August 21, 2014
I was in a room full of international development professionals at the InsideNGO Annual Conference, and the excitement was palpable. Why? We had all just raised our hands and pledged to fully disclose the true costs of our nonprofit operations to anyone who wanted to see them.
This is a breakthrough for our sector, and affirms that we are willing to transparently and consistently report our costs. What's more, the pledge is based on the understanding that the overhead debate actually undermines nonprofits' ability to deliver transformational results. We are convinced that overhead transparency will lead to more open dialogue, real collaboration with funders, and a greater focus on outcomes and results.
Within the core concept of transparency, however, there are two recommendations we are focusing on right now:
Eliminate functional allocation. This IRS requirement allows organizations to allocate costs rather indiscriminately to programs, fundraising, and general administration categories. While the goal is to shed light on organizational efficiency across the nonprofit sector, the relaxed guidelines allow organizations to manipulate their expenses across categories, often inflating their program costs to appear more efficient. Organizational efficiency is never cut-and-dried, however, and more importantly, the guidelines don't take into account organizational effectiveness.
Eliminate direct and indirect costing on grants. Each funder has its own guidelines around direct and indirect program costs.

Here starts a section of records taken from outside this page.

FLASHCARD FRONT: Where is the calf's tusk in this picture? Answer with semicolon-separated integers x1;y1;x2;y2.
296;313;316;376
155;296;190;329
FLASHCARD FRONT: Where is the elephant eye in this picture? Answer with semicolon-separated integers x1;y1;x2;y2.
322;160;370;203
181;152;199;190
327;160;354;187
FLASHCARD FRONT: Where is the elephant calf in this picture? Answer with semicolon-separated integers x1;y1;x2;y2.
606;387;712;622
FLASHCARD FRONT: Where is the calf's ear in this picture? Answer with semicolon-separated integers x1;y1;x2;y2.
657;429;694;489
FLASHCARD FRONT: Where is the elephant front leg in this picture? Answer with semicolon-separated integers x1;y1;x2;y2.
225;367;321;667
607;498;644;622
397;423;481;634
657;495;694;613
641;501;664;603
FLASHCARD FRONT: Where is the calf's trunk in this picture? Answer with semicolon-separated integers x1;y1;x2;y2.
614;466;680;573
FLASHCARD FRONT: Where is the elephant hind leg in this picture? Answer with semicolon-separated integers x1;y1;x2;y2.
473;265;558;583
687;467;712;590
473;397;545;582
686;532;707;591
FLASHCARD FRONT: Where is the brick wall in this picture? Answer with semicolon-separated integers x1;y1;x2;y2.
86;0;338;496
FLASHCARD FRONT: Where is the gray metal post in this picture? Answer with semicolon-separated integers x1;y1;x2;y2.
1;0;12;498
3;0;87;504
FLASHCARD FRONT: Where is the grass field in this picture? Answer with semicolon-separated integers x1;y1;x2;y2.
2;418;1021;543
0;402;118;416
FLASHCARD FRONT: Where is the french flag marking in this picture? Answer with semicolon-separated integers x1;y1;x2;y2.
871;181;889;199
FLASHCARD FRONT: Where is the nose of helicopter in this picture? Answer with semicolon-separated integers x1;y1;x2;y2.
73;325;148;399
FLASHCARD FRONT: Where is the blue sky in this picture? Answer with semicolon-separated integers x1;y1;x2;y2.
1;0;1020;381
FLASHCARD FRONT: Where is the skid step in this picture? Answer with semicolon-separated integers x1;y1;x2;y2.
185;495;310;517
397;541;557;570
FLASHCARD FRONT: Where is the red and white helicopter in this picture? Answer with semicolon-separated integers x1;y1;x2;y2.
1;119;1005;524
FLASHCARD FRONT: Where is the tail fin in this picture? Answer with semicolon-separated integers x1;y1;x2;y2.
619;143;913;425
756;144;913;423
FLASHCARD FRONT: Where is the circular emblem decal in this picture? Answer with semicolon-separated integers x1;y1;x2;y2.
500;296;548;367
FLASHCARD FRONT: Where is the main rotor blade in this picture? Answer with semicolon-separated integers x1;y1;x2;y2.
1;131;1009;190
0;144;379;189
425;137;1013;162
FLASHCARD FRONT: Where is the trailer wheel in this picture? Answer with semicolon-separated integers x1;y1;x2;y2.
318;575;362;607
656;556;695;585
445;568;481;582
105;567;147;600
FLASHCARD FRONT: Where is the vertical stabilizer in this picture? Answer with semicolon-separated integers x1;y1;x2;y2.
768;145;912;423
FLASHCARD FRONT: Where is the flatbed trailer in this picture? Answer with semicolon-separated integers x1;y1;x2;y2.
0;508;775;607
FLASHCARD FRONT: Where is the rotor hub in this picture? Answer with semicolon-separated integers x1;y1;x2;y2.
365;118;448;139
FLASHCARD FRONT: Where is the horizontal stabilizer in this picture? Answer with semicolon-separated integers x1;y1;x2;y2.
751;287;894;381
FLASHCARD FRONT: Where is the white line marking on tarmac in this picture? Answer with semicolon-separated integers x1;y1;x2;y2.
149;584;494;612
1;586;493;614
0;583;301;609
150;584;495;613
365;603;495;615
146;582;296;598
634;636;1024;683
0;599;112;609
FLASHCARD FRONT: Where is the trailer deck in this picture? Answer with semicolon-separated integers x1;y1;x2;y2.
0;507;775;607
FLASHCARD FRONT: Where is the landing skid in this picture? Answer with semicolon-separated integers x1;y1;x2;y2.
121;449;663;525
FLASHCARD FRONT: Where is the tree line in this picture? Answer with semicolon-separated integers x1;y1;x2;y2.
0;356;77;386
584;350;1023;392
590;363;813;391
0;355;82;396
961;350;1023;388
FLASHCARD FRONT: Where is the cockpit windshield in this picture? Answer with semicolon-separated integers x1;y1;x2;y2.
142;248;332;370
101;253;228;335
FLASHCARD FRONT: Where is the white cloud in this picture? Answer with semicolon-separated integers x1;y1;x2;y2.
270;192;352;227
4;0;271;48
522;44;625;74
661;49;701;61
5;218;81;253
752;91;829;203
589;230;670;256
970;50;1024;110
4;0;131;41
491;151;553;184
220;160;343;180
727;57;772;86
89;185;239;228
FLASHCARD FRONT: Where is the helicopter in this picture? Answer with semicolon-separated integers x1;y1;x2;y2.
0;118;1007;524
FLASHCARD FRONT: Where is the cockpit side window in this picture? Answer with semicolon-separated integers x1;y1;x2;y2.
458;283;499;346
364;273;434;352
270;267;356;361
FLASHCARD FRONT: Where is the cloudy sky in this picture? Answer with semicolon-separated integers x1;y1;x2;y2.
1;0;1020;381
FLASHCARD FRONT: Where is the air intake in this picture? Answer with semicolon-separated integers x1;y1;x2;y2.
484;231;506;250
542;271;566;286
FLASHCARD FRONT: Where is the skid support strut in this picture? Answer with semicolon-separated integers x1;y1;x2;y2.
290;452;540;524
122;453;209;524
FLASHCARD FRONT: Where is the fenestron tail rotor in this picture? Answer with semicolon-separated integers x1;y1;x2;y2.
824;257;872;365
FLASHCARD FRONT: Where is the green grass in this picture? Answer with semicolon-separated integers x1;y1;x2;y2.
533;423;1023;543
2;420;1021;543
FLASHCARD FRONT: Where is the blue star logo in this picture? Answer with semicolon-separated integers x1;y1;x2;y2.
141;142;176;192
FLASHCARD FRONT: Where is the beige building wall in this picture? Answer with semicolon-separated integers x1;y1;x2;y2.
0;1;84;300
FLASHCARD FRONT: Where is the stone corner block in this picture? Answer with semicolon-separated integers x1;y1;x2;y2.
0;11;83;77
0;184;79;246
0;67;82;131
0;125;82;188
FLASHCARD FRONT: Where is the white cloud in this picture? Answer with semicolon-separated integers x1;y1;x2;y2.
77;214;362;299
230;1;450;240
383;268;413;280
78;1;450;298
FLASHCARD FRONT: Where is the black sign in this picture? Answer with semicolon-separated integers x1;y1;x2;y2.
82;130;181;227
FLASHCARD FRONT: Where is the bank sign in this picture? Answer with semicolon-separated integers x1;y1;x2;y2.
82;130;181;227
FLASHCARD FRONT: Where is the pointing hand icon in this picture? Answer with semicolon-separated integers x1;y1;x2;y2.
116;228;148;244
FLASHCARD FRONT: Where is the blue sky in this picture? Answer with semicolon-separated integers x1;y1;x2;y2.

When funders cap the amount they are willing to pay toward indirect costs, organizations are incentivized to manipulate their numbers in order to recover as much as of their costs as possible, or worse, they cut investments in organizational capacity that can result in them having greater impact.
Failure to eliminate these provisions will only serve to:
- Starve nonprofit organizations from making key organizational investments that boost their impact and increase their efficiency.
- Create division within organizations between program staff (perceived as "wanted" costs) and operation staff ("unwanted" costs).
- Limit consistency and distort real benchmarking across the sector.
- Increase administrative costs (necessitated by having to manage expense reporting in multiple ways to meet a variety of funder needs).
- Reduce transparency.
- Place the focus on administrative costs instead of impact and obscure questions around the real cost of social change.
So that day in D.C., we all raised our hands and pledged to clearly and honestly disclose the full costs of our operations, accompanied by explanations about why our investments were essential to achieving our respective missions.